Story by Gary Kingston
Canada’s biggest name and shiniest star in athletics is coming to one of the country’s most intimate track and field venues this summer, so the message is clear: get your tickets early and be prepared to be part of a standing room only crowd.
Sprint sensation Andre de Grasse, a triple medalist at the 2016 Rio Olympics, headlines a top field of runners, jumpers and throwers who will compete at the Vancouver Sun Harry Jerome Track Classic on June 28.
De Grasse made his Jerome debut last summer when he helped attract a crowd of 6,000 to Swangard Stadium in Burnaby. But with that long-standing venue in line to undergo track re-surfacing, this year’s Jerome has been moved to cozy Percy Perry Stadium in Coquitlam, a facility that, unfortunately, seats just 1,482.
There will, however, be room for fans to take spots behind the fencing in the north and south ends and on the backstretch where they can still get good looks at the track as well as the high jump and long jump competitions.
Organizers are waiting to hear from the city of Coquitlam as to just what the standing room capacity will be.
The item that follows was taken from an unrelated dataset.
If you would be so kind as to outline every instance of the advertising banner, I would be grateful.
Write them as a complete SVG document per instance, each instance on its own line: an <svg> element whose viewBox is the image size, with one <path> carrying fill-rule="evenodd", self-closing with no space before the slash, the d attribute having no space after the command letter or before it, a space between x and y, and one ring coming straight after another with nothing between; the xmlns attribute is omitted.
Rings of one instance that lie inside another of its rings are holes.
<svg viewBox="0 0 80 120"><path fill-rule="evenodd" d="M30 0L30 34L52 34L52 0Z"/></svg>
But it is expected that accommodations can be made for a crowd of more than 3,000, a number that was reached last year for the final game of the International Lacrosse Federation U-19 men’s field lacrosse championship. In 2007, before some bleacher seating was removed in a renovation, a crowd of 4,265 watched a Canada-Scotland warm-up game prior to the 2007 FIFA U-20 men’s World Cup.
“We want to emphasize that we are expecting a sellout and people had better get their tickets now,” said Doug Clement, president of the Achilles Track Society, which runs the Jerome.
More than 600 tickets have already been sold for the meet, which will start at 6 p.m. Tickets -- $10 for youth, $20 for adults, $47.50 for a family of four and $75 for VIP -- can be purchased online at www.harryjerome.com.
Clement and others say standing room only crowds are common at track and field events in Europe, particularly at venues with smaller grandstands.
“We want people to know that being at a smaller stadium, don’t be unsettled if you don’t necessarily have a seat,” said Clement. “On the bends at the north and south ends you will actually be able to get fairly close to the track. With the long jump and triple jump runways and pits on the backstretch . . . those areas will be very accessible ad very close. And you’ll still be able to see across the field to the 100m.
“The thing is we’ve got this issue (with reduced seating) and the earlier people are there the better it’s going to be in terms of getting closer to the track.”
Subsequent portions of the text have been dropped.